Anna-Marie Gron, a retired professor and research orthodontist at Harvard University and The Forsyth Institute, Boston, died on April 9, 2010, of complications of multiple myeloma at her home in Conway, Arkansas. She was 81. In her now-classic research studies, Dr Gron contributed significantly to the understanding of tooth emergence and osseous development as applied to the facial growth patterns of children.
She was born Anna-Marie Kondrup in Aarhus, Denmark, on September 25, 1928, and grew up in Tonder on the Danish-German border, where her early life was shaped by the German occupation during World War II. She earned her degree in dentistry in 1952 from the Royal Dental College in Copenhagen and, 2 years later, married Poul Gron, a Danish dentist. They came to Boston soon afterward, and both became interns and then research fellows at the Forsyth Dental Infirmary for Children, now known as The Forsyth Institute. Anna-Marie specialized in orthodontics. Her positive experience at Forsyth changed the direction of her life. She and Poul decided to remain in the United States.

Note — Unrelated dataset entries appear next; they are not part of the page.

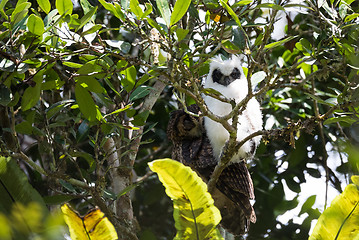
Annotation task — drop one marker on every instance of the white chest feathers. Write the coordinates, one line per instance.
(224, 78)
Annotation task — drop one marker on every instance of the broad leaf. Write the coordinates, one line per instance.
(86, 103)
(35, 25)
(64, 6)
(136, 9)
(341, 219)
(231, 12)
(195, 215)
(180, 8)
(92, 226)
(164, 9)
(279, 43)
(32, 94)
(44, 5)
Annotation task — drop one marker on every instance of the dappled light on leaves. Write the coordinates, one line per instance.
(195, 215)
(93, 226)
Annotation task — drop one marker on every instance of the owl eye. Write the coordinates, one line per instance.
(217, 75)
(236, 74)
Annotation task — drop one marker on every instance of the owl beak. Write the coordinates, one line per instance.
(226, 81)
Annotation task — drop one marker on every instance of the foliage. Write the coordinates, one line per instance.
(86, 90)
(194, 213)
(92, 226)
(30, 222)
(340, 220)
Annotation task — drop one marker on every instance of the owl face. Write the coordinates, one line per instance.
(224, 72)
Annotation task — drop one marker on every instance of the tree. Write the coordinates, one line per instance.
(87, 88)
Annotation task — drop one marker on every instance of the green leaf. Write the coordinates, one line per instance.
(2, 5)
(24, 127)
(85, 19)
(64, 6)
(140, 92)
(20, 12)
(93, 29)
(179, 10)
(147, 11)
(44, 5)
(270, 5)
(35, 25)
(57, 107)
(345, 119)
(32, 94)
(258, 77)
(58, 199)
(15, 188)
(242, 3)
(140, 119)
(119, 110)
(279, 43)
(112, 8)
(194, 213)
(90, 83)
(231, 12)
(351, 17)
(307, 204)
(164, 9)
(86, 103)
(181, 33)
(130, 78)
(341, 219)
(136, 9)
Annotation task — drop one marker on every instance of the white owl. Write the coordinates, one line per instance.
(227, 77)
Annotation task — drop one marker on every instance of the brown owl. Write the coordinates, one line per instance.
(234, 187)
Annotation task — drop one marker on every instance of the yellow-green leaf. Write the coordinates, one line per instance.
(86, 103)
(231, 12)
(44, 5)
(64, 6)
(195, 215)
(279, 43)
(136, 9)
(341, 219)
(180, 8)
(164, 9)
(35, 25)
(32, 94)
(92, 226)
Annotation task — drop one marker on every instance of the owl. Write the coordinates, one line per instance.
(198, 142)
(227, 78)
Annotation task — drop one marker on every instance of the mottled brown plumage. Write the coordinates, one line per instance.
(192, 147)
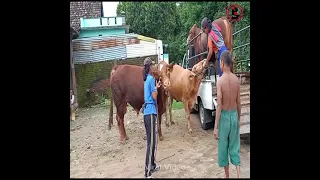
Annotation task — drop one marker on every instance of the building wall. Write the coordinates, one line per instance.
(86, 74)
(101, 32)
(83, 9)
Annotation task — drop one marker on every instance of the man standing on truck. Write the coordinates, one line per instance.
(227, 123)
(215, 41)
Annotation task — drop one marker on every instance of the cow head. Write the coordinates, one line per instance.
(155, 72)
(165, 70)
(198, 69)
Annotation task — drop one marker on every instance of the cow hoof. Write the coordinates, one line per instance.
(124, 139)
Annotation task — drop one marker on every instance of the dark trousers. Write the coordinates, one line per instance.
(150, 125)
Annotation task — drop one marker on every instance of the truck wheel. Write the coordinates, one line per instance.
(204, 114)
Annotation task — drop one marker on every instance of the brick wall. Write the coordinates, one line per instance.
(83, 9)
(86, 74)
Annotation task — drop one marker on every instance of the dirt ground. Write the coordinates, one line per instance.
(96, 152)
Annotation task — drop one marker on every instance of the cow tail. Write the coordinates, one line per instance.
(111, 101)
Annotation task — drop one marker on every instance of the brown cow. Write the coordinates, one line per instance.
(126, 82)
(201, 42)
(184, 84)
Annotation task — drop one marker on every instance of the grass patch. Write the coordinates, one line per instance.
(177, 105)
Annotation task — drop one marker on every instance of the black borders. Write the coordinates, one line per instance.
(45, 72)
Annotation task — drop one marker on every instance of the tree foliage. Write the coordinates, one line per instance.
(171, 22)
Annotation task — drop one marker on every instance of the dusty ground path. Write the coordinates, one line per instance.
(95, 152)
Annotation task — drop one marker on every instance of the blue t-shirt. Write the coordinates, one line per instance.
(149, 102)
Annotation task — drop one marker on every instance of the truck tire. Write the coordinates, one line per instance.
(204, 114)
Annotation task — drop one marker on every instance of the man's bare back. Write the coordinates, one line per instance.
(230, 88)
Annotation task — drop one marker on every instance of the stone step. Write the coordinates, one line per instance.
(245, 110)
(244, 98)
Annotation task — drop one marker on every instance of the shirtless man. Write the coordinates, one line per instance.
(227, 123)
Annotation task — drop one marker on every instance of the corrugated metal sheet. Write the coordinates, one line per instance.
(88, 44)
(81, 57)
(142, 49)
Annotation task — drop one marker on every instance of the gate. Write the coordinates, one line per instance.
(241, 50)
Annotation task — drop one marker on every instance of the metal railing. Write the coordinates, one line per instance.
(242, 58)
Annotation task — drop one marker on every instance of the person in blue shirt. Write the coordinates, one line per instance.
(150, 116)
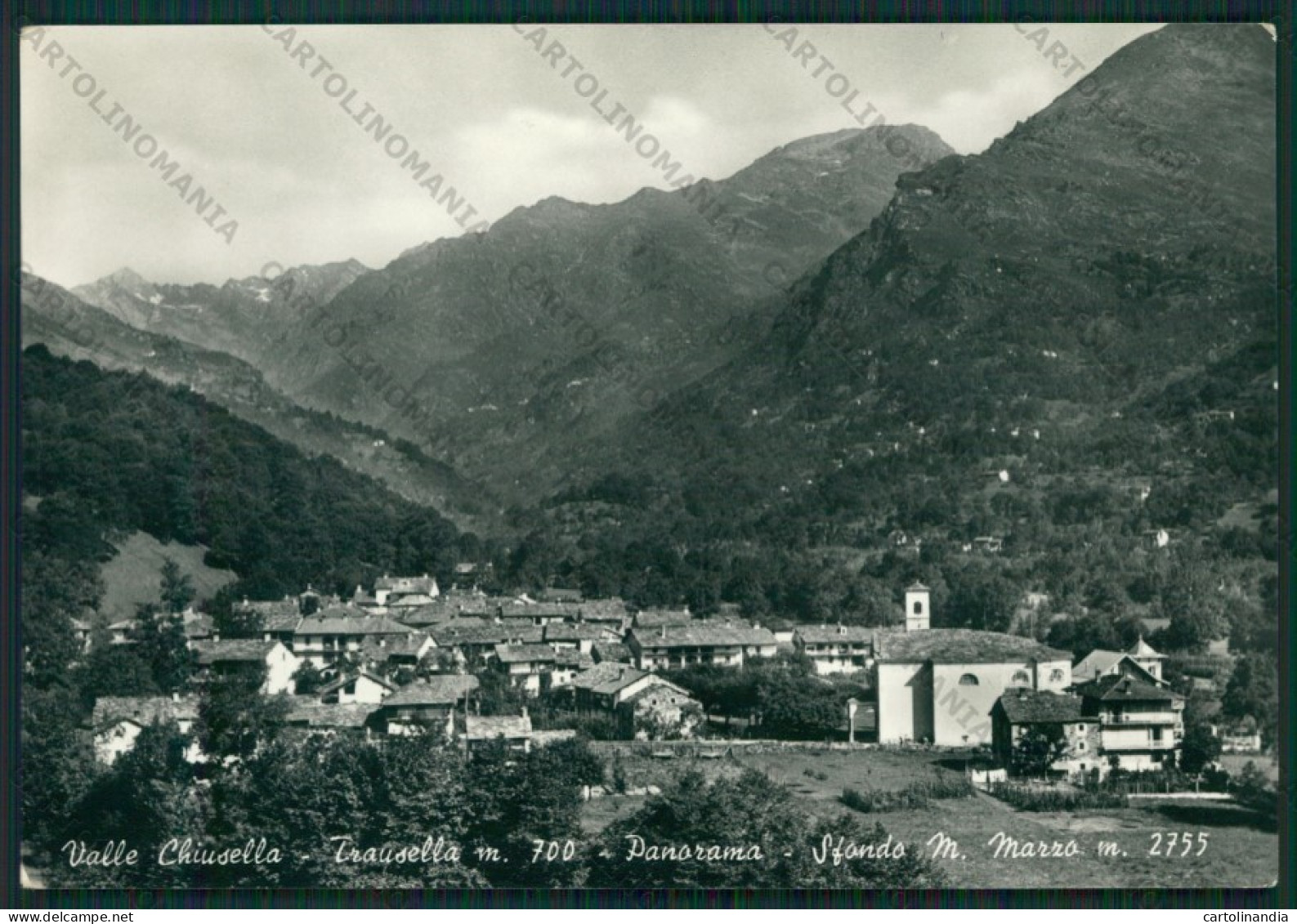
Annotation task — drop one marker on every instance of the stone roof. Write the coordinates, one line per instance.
(231, 649)
(1098, 661)
(663, 617)
(349, 621)
(338, 683)
(143, 711)
(658, 690)
(418, 585)
(1142, 649)
(523, 654)
(397, 645)
(703, 634)
(280, 623)
(610, 652)
(960, 645)
(442, 690)
(570, 632)
(559, 595)
(490, 727)
(1027, 707)
(819, 636)
(1116, 689)
(611, 609)
(485, 634)
(306, 711)
(607, 678)
(411, 600)
(267, 608)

In 1959, after her residency in orthodontics, Dr Gron was awarded a faculty appointment at Forsyth. During that era, professional life was not particularly easy for a woman in the medical and dental specialties in the United States, compared with the equalities in Anna-Marie’s native Denmark and much of Europe. Dr Gron told her family that, when she attended professional meetings around the United States, she was often the only woman there, with the exception of wives of other doctors. Anna-Marie Gron, a trailblazer for women in orthodontics in America, overcame barriers to her career with her characteristic quiet dignity and “a backbone of steel,” colleagues said. Her daughter Anne recalled that, when her mother was pregnant in 1960, Harvard officials terminated her Forsyth appointment, although she eventually returned. Her daughter related a telling incident that happened about a year after her mother’s forced academic withdrawal at Forsyth. “Another female professional at Forsyth became pregnant,” Anne said. “Her boss called our mother’s former boss to ask for advice,” she said. “He asked, “Should I fire her?” and the prompt response came, “No! No! You cannot do that. You have no idea how much trouble that causes.”

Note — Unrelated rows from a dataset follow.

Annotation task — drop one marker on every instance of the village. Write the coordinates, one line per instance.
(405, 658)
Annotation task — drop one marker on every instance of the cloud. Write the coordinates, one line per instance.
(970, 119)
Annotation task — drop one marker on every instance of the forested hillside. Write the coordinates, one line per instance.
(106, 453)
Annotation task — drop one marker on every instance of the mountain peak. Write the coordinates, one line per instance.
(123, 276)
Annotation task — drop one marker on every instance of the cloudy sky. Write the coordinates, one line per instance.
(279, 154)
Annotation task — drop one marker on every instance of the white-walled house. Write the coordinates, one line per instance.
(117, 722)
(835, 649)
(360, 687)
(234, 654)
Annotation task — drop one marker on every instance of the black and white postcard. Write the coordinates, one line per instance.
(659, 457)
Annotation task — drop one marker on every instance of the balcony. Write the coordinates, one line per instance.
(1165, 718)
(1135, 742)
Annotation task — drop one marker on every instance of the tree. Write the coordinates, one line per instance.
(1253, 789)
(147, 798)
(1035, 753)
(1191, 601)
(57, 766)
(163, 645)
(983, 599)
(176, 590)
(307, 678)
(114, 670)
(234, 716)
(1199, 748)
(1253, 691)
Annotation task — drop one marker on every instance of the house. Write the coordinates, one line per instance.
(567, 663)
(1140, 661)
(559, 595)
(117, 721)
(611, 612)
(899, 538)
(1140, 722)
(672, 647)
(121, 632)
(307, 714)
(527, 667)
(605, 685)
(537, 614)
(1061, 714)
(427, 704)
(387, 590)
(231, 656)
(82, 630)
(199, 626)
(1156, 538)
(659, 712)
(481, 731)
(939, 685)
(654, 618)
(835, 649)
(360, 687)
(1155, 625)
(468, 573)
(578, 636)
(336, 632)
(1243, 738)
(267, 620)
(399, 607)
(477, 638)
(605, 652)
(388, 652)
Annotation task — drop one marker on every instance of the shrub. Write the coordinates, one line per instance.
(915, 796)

As a research associate at Forsyth and Harvard, Anna-Marie Gron immediately became a key investigator in a 2-decades-long study of the growth and dental development in identical and fraternal twins. She and her coworkers, Coenraad F. A. Moorrees, the study’s principal investigator, and Laure Lebret, enlisted twins from several mothers of twins associations in the Boston suburbs. She concentrated on this important project for nearly 20 years, annually constructing orthodontic diagnostic records and collecting anthropometric data related to the facial and somatic growth and dental development on over 400 twin pairs and their families. For most, complete longitudinal records from ages 6 to 16 years were assembled. In many cases, records for parents and nontwin siblings were included. The Forsyth Twin Sample stands today as the largest biological database of its kind in the world. Such growth studies are invaluable in the discovery of predictors of abnormalities and new cause-and-effect associations. Today, such longitudinal samples are nearly impossible to duplicate because of institutional restrictions on human research. The 3 principals in this remarkable research undertaking are gone now: Dr Moorrees died in 2003 and Dr Lebret in 2009. With Dr Gron’s death, we witness the passing of the last of the inspiring, visionary research orthodontists at Harvard University and Forsyth.
In 1969, Anna-Marie Gron was awarded a Doctor of Dental Medicine degree from Harvard. She earned election as an active member of the Edward H. Angle Society of Orthodontists (Eastern Component) in 1982, the first woman to achieve that distinction since the 1930s. She spent the remainder of her professional career as an Associate Professor of Orthodontics at Harvard with a concurrent faculty appointment at Forsyth, until she retired in 1990. During her academic years, Anna-Marie authored several seminal research articles of continued use to orthodontists and other specialists in need of pediatric skeletal and dental growth guidelines. In addition, she was a prized teacher to dozens of orthodontic residents. One of her early students and colleagues, Dr Jack Dale of Toronto, remembered Dr Gron the teacher fondly, “She always helped direct postgraduate studies along useful lines of research. She gave freely of her skills to her students.”
Anna-Marie and Poul Gron lived and traveled the world together for 53 years until his death in 2007. She is survived by her sister, Beth of Odense, Denmark; 2 daughters, Liz Gron of Conway, Arkansas, and Anne Gron of Chicago, Illinois; and 5 grandchildren, Erik and Bryan Urban of Conway, and Michael, Emma, and Sarah Polson of Chicago.